Leftist former president Luiz Inácio Lula da Silva, 76, won Sunday with 48% of the vote against the far-right president, with 43%, but he was far from a comfortable victory as the polls predicted, which placed him victorious even in the first lap.
The five-point advantage left the definition open and projects weeks of an intense and aggressive campaign in a deeply divided country, analysts consulted by AFP agreed.
“We have to talk to all the people who didn’t vote for us in the first round,” Lula told reporters after a meeting with his political team in Sao Paulo.
“Lulinha peace and love is ready to talk with the whole world,” continued the leftist, who is also committed to the formation of a “bloc of Democrats” that defeats Bolsonaro in the ballot.
Bolsonaro wrote for his part that his project has “what is necessary to free Brazil from authoritarianism, blackmail and the injustice that outrages us so much.”
“The deepest change in the country has already begun! It is not the people who have to fear,” she wrote on Twitter.

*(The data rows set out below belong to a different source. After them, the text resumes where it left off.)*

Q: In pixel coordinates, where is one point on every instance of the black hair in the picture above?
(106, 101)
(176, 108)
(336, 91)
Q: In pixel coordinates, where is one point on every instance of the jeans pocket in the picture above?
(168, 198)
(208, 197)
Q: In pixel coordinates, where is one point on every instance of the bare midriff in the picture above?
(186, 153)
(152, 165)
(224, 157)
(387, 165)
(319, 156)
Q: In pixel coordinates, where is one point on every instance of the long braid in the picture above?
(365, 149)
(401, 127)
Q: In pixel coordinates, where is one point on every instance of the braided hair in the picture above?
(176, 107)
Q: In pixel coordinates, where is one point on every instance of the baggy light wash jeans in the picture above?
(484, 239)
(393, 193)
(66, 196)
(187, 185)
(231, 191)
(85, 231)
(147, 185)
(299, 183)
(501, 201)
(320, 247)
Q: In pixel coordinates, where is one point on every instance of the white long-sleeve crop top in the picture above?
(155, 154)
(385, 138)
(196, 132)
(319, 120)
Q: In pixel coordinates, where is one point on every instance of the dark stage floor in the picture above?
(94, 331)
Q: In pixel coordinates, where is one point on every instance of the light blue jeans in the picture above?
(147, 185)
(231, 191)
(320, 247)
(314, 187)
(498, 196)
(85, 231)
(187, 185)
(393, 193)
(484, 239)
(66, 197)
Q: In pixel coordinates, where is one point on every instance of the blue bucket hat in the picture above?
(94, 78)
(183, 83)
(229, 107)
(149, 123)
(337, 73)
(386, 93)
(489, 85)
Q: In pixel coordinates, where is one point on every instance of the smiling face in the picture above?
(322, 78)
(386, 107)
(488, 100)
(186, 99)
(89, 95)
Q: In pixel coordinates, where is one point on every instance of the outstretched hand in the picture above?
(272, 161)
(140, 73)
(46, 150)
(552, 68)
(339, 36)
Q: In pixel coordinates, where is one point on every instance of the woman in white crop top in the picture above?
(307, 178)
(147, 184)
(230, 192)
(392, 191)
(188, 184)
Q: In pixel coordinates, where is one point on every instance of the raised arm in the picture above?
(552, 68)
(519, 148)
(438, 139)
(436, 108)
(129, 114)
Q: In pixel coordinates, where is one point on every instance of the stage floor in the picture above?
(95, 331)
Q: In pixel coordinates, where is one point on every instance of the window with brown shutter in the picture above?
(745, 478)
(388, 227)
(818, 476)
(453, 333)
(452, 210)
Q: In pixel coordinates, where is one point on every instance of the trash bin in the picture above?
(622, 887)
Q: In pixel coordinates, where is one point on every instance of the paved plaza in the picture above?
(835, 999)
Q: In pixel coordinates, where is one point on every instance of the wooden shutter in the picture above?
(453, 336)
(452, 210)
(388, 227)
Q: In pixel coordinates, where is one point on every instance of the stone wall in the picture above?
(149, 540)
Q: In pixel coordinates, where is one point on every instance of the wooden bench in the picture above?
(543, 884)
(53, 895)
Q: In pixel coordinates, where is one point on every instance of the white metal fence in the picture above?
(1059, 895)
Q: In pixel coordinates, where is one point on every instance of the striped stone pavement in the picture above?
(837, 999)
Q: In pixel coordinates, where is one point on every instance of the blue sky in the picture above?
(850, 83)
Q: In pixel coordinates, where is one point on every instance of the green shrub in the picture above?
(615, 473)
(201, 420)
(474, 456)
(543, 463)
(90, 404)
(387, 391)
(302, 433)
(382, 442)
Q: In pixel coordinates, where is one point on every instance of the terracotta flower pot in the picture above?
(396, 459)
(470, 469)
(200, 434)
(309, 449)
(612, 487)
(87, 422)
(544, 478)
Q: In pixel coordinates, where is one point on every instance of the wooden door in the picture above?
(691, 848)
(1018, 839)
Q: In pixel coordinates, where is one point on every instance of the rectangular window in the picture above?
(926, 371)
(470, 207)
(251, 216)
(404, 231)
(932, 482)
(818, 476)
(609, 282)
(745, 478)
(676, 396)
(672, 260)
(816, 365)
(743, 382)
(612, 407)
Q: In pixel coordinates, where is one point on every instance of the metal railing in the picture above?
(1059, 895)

The support of Simone Tebet, third with 4% of the votes, and Ciro Gomes, with 3%, will play a relevant role in the second round. Tebet promised that she would announce her position at the “right time”, while Gomes, a harsh critic of Lula and Bolsonaro, asked for time to speak out.
– Stock market on the rise –
As has happened in other recent key events, such as the election of Donald Trump in the United States, Brexit in Great Britain and the plebiscite of the peace agreement in Colombia, all in 2016, the main pollsters were completely wrong.
Instead, Sunday’s numbers corresponded with the “optimistic” scenario defended by the 67-year-old Bolsonaro campaign team, which leaves him with a chance of being re-elected.
The Sao Paulo stock market closed on Monday with a rise of 5.54%, a sign of the support of the economic community not only for Bolsonaro, but also for the new conservative configuration of Congress.
“Regardless of who wins the second round, they will have to govern with a Congress more oriented to the right, more liberal and pro-market, with great weight,” said economist Igor Macedo de Lucena.
– “Fierce dispute” –
Leandro Consentino, a political scientist at the Insper institute, predicts an “open end” and “an even situation” for both, with Bolsonaro showing strength in key states such as Rio de Janeiro, Sao Paulo and Minas Gerais, in the southeast of Brazil and which gather 40 % of the electoral register.
“It is the reflection of a very conservative country”, evaluated Mateus Alcantara, a 26-year-old publicist, one day after the election in Rio de Janeiro. “We are in a moment of enormous polarization and Bolsonarism is growing more and more.”
Bolsonaro has governed through a crisis, especially with a questionable management of the pandemic and a constant challenge to democratic institutions. In fact, he said that he expects a position from the armed forces on the transparency of the elections, after questioning the reliability of electronic voting.
He maintains solid support among the evangelical electorate, agribusiness and conservative sectors.
This Monday, he promised a Christmas bonus to the women beneficiaries of his social program Aid Brazil, which provides aid of 600 reais (110 dollars) to the most vulnerable, a segment that he seeks to conquer in the run-up.
While Lula, still under the shadow of the corruption scandals unveiled when the left was in power and which disappointed many of his followers, has the support of the popular classes, women and youth.
“The runoff promises to be a fierce dispute,” said Paulo Calmon, a political scientist at the University of Brasilia. “It will be an aggressive, low-level campaign.”